Treatment of ocular herpes with CF had a positive effect in 94.4% of patients. Visual acuity increased in the group of patients receiving CF in 91.6% of cases, and in the control group of patients - in 3 people (12%). Thus, CF is quite effective in herpetic eye lesions (67.0-94.4% - superficial forms and stromal lesions of the cornea).
Thymalin, a complex polypeptide isolated from calf thymus, has proven itself well in the treatment of sluggish forms of ophthalmic herpes. It has interferonogenic properties, increases the interferon titer in the tear fluid to 20-40 U/ml, administered periocularly.
Today, the total number of immunocorrectors used in the complex therapy of ophthalmic herpes has exceeded two dozen. Levamisole was replaced by the powerful taktivin in injections, later by affinoleukin in injections and tablets of amixin and likopid. Amixin (a low-molecular inducer of interferonogenesis) reduces the treatment time, accelerates corneal healing, and has an antiviral effect. Amixin is prescribed according to the following scheme: the first two days, 250 mg (2 tablets), then 1 tablet every other day.
One of the very promising directions is the method of local auto-express cytokine therapy (LAECT), proposed by A.A. Kasparov.
The literature is still debating the importance of penetrating keratoplasty in the treatment of recurrent ophthalmic herpes. On the one hand, keratoplasty provides a certain anti-relapse effect due to the elimination of the active viral inflammation focus in the cornea, but does not completely protect the patient from subsequent relapses. On the other hand, in the postoperative period, long-term use of immunosuppressants cyclophosphamide and dexamethasone is necessary to prevent transplant rejection, which can provoke the development of a relapse of GC.
Prevention of ophthalmoherpes
An important aspect of the management of patients with ophthalmic herpes is the prevention of relapses. According to various authors, none of the currently existing methods of treating the acute period of ophthalmic herpes (medicinal and microsurgical) has a significant effect on the frequency of relapses. A.K. Shubladze, T.M. Mayevskaya in 1966 created an antiherpetic vaccine (PHV) based on the most common immunogenic strains of HSV isolated in our country. For the first time for the prevention of relapses of ophthalmic herpes, the antiherpetic vaccine was successfully used in 1972 by A.A. Kasparov, T.M. Mayevskaya in patients with frequently recurring ophthalmic herpes in the "cold period".

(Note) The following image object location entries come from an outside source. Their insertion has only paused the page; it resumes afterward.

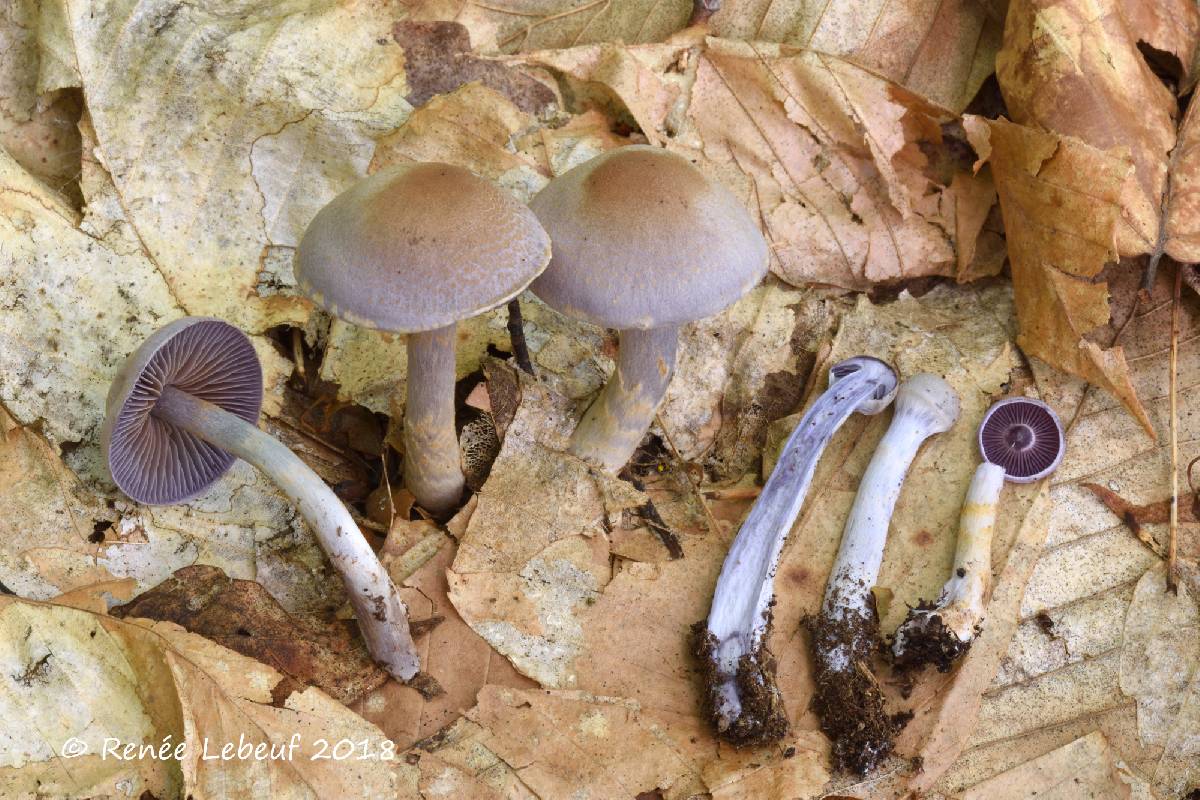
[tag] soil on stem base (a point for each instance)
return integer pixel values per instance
(847, 698)
(763, 719)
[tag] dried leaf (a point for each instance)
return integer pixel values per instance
(942, 52)
(1061, 202)
(240, 615)
(1084, 768)
(309, 109)
(77, 674)
(1073, 68)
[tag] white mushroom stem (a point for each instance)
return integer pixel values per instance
(382, 614)
(961, 606)
(615, 423)
(432, 464)
(924, 405)
(743, 699)
(845, 632)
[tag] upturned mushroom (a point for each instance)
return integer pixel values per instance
(414, 248)
(184, 408)
(1021, 440)
(741, 695)
(643, 242)
(846, 631)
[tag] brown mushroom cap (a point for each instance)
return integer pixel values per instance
(643, 239)
(419, 246)
(149, 458)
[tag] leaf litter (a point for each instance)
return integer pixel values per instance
(557, 619)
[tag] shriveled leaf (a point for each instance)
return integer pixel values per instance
(240, 615)
(312, 90)
(1073, 68)
(1062, 203)
(1086, 768)
(942, 52)
(77, 674)
(534, 24)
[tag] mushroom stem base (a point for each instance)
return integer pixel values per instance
(382, 614)
(615, 423)
(432, 464)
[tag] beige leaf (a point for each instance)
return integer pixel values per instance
(829, 157)
(1084, 768)
(942, 52)
(1061, 202)
(533, 24)
(76, 674)
(307, 109)
(1074, 68)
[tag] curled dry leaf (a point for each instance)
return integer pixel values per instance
(1062, 204)
(77, 674)
(240, 615)
(1074, 68)
(310, 107)
(942, 52)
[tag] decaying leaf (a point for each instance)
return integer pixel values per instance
(1061, 199)
(1074, 68)
(240, 615)
(1086, 768)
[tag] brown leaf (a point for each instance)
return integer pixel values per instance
(1061, 199)
(1086, 768)
(438, 60)
(942, 52)
(243, 617)
(1073, 67)
(535, 24)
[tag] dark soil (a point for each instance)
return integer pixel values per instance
(928, 642)
(849, 701)
(763, 719)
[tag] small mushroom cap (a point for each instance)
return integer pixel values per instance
(931, 398)
(153, 461)
(419, 246)
(873, 370)
(643, 239)
(1025, 437)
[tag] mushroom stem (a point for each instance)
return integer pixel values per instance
(846, 632)
(943, 632)
(382, 614)
(615, 423)
(744, 703)
(432, 465)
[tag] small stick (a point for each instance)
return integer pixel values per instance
(516, 335)
(1173, 576)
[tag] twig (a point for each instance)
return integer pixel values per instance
(1173, 576)
(695, 487)
(516, 335)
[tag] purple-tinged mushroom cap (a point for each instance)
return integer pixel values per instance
(1024, 437)
(153, 461)
(419, 246)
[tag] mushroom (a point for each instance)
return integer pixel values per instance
(184, 408)
(643, 242)
(414, 248)
(741, 693)
(846, 631)
(1021, 440)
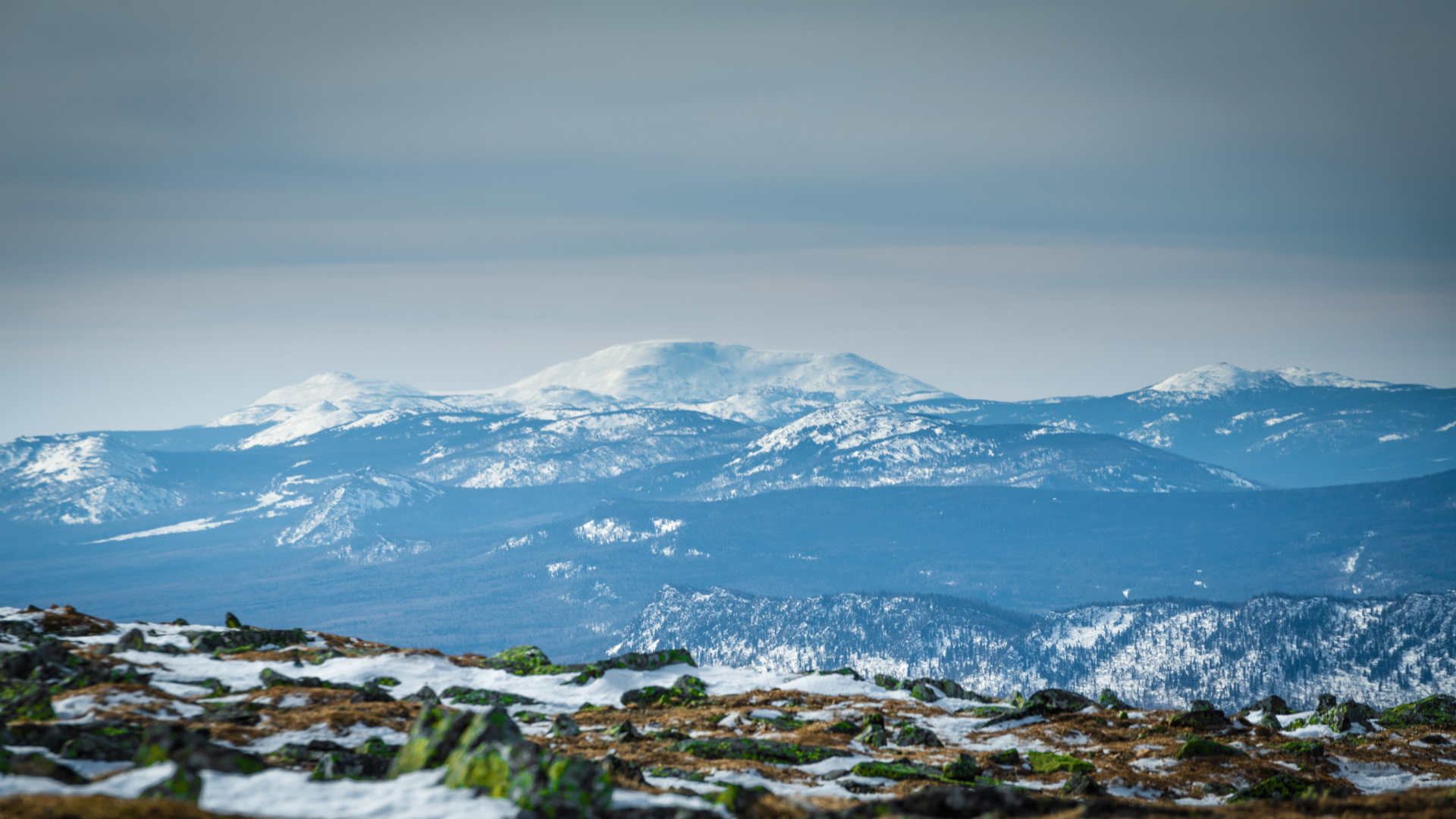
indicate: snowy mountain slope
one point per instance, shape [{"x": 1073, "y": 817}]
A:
[
  {"x": 1152, "y": 653},
  {"x": 79, "y": 480},
  {"x": 1286, "y": 428},
  {"x": 698, "y": 372},
  {"x": 861, "y": 445}
]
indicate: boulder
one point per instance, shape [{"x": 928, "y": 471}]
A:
[
  {"x": 1438, "y": 710},
  {"x": 193, "y": 751},
  {"x": 36, "y": 765},
  {"x": 758, "y": 749},
  {"x": 1197, "y": 748},
  {"x": 485, "y": 697},
  {"x": 1200, "y": 716},
  {"x": 1348, "y": 714},
  {"x": 346, "y": 765},
  {"x": 1273, "y": 704}
]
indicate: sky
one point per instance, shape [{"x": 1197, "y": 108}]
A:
[{"x": 201, "y": 202}]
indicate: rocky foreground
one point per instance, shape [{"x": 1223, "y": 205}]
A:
[{"x": 174, "y": 720}]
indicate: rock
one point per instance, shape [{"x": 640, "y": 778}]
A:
[
  {"x": 1082, "y": 786},
  {"x": 874, "y": 735},
  {"x": 688, "y": 689},
  {"x": 425, "y": 697},
  {"x": 900, "y": 770},
  {"x": 246, "y": 639},
  {"x": 963, "y": 768},
  {"x": 623, "y": 771},
  {"x": 1043, "y": 763},
  {"x": 1110, "y": 701},
  {"x": 431, "y": 739},
  {"x": 623, "y": 732},
  {"x": 564, "y": 726},
  {"x": 497, "y": 761},
  {"x": 346, "y": 765},
  {"x": 1200, "y": 716},
  {"x": 758, "y": 749},
  {"x": 1273, "y": 704},
  {"x": 1197, "y": 748},
  {"x": 1285, "y": 786},
  {"x": 109, "y": 744},
  {"x": 916, "y": 735},
  {"x": 1348, "y": 713},
  {"x": 1046, "y": 703},
  {"x": 485, "y": 697},
  {"x": 235, "y": 713},
  {"x": 635, "y": 661},
  {"x": 315, "y": 751},
  {"x": 376, "y": 746},
  {"x": 1009, "y": 757},
  {"x": 193, "y": 751},
  {"x": 1438, "y": 710},
  {"x": 131, "y": 642},
  {"x": 38, "y": 765},
  {"x": 182, "y": 786}
]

In order to increase the effectiveness of antiherpetic vaccination, it is possible to use PGV in combination with interferonogens (Poludan, Cycloferon, Pyrogenal, Actipol, Amiksin). Poludan and Actipol are used in instillations for 4-7 days, 2-3 times a day. It is recommended to start taking Amiksin simultaneously with PGV (1 tablet once a week) and continue after the end of the vaccination course as monotherapy.